Zodiac Mindwarp – in real life, if he has one, otherwise known as Mark Manning – had already been removed from the venue earlier in the day for trying to vandalise the place and had apparently fallen asleep during the soundcheck. If he’d remained comatose, his performance tonight couldn’t have been much less entertaining. Here’s a man who made his reputation briefly in the mid-1980s as a rock iconoclast, a highly ironic subversion of rock-god posturing and the genre’s – at the time – sexism and general stupidity. Somewhere in the intervening years, Manning has clearly forgotten the punchline.

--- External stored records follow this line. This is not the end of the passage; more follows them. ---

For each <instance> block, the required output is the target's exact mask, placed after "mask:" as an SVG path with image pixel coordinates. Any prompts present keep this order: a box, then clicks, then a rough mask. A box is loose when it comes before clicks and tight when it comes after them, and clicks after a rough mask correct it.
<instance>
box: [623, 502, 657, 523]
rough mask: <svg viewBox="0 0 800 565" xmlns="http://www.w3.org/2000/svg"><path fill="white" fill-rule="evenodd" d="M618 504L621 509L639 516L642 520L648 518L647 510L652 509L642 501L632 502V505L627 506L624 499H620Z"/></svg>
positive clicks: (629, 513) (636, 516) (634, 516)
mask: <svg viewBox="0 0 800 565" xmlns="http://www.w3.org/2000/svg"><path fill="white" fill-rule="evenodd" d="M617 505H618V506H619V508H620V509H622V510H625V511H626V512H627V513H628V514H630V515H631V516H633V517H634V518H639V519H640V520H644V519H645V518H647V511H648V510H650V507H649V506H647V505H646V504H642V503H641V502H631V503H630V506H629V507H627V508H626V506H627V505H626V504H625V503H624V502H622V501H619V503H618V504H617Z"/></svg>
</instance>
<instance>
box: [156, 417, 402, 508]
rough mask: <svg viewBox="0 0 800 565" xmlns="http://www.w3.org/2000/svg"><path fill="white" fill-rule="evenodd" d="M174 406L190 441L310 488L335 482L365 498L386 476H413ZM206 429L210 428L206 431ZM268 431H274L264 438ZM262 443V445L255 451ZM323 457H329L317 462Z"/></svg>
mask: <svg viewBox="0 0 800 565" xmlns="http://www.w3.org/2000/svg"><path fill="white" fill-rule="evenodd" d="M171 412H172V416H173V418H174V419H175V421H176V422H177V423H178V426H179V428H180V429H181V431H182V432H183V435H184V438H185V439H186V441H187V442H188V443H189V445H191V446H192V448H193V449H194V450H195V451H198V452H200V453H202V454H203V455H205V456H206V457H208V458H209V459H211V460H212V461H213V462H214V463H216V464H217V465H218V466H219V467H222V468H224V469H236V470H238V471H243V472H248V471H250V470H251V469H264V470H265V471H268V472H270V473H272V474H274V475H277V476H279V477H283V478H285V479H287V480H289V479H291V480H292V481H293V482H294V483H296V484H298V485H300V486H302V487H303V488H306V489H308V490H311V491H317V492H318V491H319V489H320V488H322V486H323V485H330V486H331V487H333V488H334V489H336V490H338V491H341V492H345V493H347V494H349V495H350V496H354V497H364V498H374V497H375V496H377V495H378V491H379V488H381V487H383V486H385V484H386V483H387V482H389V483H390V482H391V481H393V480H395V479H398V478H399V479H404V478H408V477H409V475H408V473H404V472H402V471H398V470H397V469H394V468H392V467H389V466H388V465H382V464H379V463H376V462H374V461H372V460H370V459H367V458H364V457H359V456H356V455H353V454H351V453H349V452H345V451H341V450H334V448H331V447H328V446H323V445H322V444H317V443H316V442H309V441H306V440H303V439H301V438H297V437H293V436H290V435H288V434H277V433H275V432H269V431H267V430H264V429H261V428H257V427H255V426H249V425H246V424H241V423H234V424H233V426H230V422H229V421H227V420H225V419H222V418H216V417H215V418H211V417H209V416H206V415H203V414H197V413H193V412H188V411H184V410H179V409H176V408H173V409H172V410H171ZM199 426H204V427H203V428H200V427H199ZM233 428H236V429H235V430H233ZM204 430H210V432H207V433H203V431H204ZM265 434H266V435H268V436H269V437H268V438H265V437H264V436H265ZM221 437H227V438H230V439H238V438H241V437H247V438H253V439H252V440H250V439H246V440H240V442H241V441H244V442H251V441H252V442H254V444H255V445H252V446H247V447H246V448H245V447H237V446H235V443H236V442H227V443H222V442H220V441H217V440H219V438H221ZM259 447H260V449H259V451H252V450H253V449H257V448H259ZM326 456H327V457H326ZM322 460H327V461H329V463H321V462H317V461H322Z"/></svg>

Backed by a drummer wearing a pair of shorts so garish and crotch-huggingly tight you almost start to regret eating dinner earlier, and a bassist surely taken on board for having the longest guitar ever constructed, Zodiac Mindwarp starts promisingly enough, a bombastic ‘High Priest Of Love’ cranked out as top volume, but that’s as good as it gets. He’s soon slurring nonsensically in between songs in a fake American accent that no longer seems to be intended as parody, no longer a crazy rock’n’roll preacher man, just a sad old drunk with a band incapable of playing in time or tune with each other.

I’d mention how bad the sound was too, although it clearly hasn’t affected tonight’s local support bands: Komrad, whose complex technical hardcore has previously drawn comparisons to Mr Bungle, Shellac and King Crimson and is occasionally as impenetrable as that suggests, but at its best veers closer to Dillinger Escape Plan’s screaming math-metal, and Desert Storm, whose Tom Waits-fronts-Black Sabbath all-out riffery is both cathartic and claustrophobic and continues to mark them out ahead of the local metal pack.

The fact that two unsigned local acts with barely five years experience between them can so categorically steal the show from a man whose entire musical career was based on the maxim of pure theatre merely confirms how far Zodiac Mindwarp has fallen. Still, the weather’s getting warmer so at least he’ll be more comfortable as he pisses the last few drops of his career away on a park bench somewhere.

  • Ady

    Ouch!

  • Anonymous

    Sounds like a bad parody of Spinal Tap.

  • Dave

    Bad sound at The Acomedy? … surely not

  • Jay

    Have you not missed the joke on this one…ZMW is supposed to be parody no? (i know its not very funny but apparently its a joke)

    Still ‘Feed My Frankenstein’ is still a tune hah!

  • Big Tim

    I think the point was that yes, ZMW was meant to be a parody, but at this gig failed so spectacularly that they in fact became a parody of themselves rather than the thing they meant to parody.